REVIEW: James Reams — “Like a Flowing River: A Bluegrass Passage” (DVD)
In the new documentary Like a Flowing River: A Bluegrass Passage, you don’t necessarily have to come into the film having been a lifelong fan of James Reams and the Barnstormers to walk away with a newfound love of the bluegrass music the iconic player has been producing in the past 25 years, but for those who are, it’s a landmark release without dispute. Like a Flowing River: A Bluegrass Passage is a documentary about the life and times of Reams more than it is the Barnstormers or any of the specific records or collaborations he’s engaged in since first finding some fame back in the early 1990s, but if you’re a serious ‘grass fan, you’ll see that it wasn’t made strictly to honor the career of one man alone.

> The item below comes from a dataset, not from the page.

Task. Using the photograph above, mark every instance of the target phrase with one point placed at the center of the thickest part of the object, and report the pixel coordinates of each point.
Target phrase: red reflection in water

There’s something about bluegrass music that always makes whatever environment it’s being played in feel like a party, and at times this can be said of Like a Flowing River. Reams is a good storyteller, and rather than trotting out predictable tales of turbulent times in the studio exclusively, he gets very personal very quickly in this film, cutting into his romantic life and professional experiences with the same degree of sharpness he would an acoustic harmony. It takes precision to deliver this kind of a confession without sounding a little bruising in the grander scheme of things, but you would never think as much if you were going off of what Reams presents us with in this release.
If you’re in the market for a music documentary, one of the most important elements of the film you are likely to be curious about is also the most obvious — the soundtrack — and I can assure readers that what they’re getting into with Like a Flowing River: A Bluegrass Passage is as endearing a product as any album the James Reams moniker has been emblazoned across. As he talks about battling back from vocal cord paralysis (a horrific result of the first in what would be two rounds of next surgeries), it’s obvious how big an effect the same LPs he grew up listening to had in fostering new creativity and, furthermore, a second wind his professional life.
While I still feel like I need to see James Reams play in concert for myself to completely feel the depth of his artistry for myself, seeing the story of his life on screen in Like a Flowing River: A Bluegrass Passage is absolutely something that I think his fans and those of the traditional bluegrass mode should go out of their way to do this November. Reams is a very charming fellow, and if there’s something to be learned about his legacy from the recounting of the events that made his work what it is today, it is that the downhome roots music that inspired his start is essentially what he continues to record in 2020. Bluegrass doesn’t come in waves but is an everlasting aesthetical movement carried on from one generation to the next, and in Like a Flowing River, Reams acknowledges this is to be his own gospel truth.